- Born: 1957 (age 68–69)

= Tiril Willumsen =

Norwegian academic

Tiril Willumsen (born 28 November 1957) is the Dean at the Faculty of Dentistry, University of Oslo, Norway, since 1 January 2021. She became a professor at the Institute of Clinical Dentistry, at the Faculty in 2012.

In 1981, she completed her graduate training at the University of Oslo, Norway. Willumsen defended her PhD thesis entitled "Treatment of dental phobia: short-time and long-time effects of nitrous oxide sedation, cognitive therapy and applied relaxation, monograph" at the University of Oslo, in 1999.

She worked as a university research fellow at Faculty of Dentistry, at the University of Oslo between 1995 and 1999. Willumsen was a postdoctoral research fellow at the University of Oslo, Faculty of Dentistry from 1999 to 2003. She was appointed Associate Professor and Head of Gerodontology at the University of Oslo, in the Department of Cariology and Gerodontology for the period of 2003 and 2011.

During her specific career, Willumsen has been a professor in behavioural sciences from 2012, and head of Department of Pediatric Dentistry and Behavioral Sciences, at the University of Oslo from 2018 to 2020.

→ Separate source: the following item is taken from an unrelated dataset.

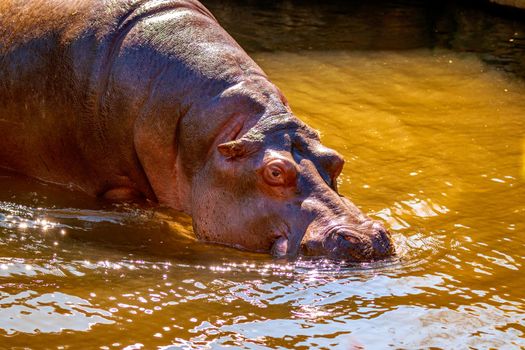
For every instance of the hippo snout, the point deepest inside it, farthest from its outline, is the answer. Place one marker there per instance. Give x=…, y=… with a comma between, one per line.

Her particular research interests include behavioral sciences, dental anxiety with special focus upon victims of sexual abuse, domestic violence and torture, psychologically traumatised patients in the dental clinic, and gerodontology. She has a special interest in trauma-sensitive communication in the dental practice, and educating future dental personnel on the importance of these issues.

She was the project manager of the 'Four Good Habits' course at the University of Oslo. The videos have been prepared for the course, at the Faculty of Dentistry for use as part of the dental and dental-hygienist student's curriculum as well as postgraduate education.

Willumsen was awarded the Akademikerprisen by the Federation of Norwegian Professional Associations in 2014.

== Books ==
- Willumsen, Wenaasen, Fereirra, Armingohar, J. Nursing and oral health. Guide to good oral care in patients with functional impairment. Gyldendal 2008, ISBN 978-92-05-37995-4.
- Willumsen, Myran, Lein (ed) Odontological psychology, Gyldendal 2018, ISBN 978-82-05-51079-1.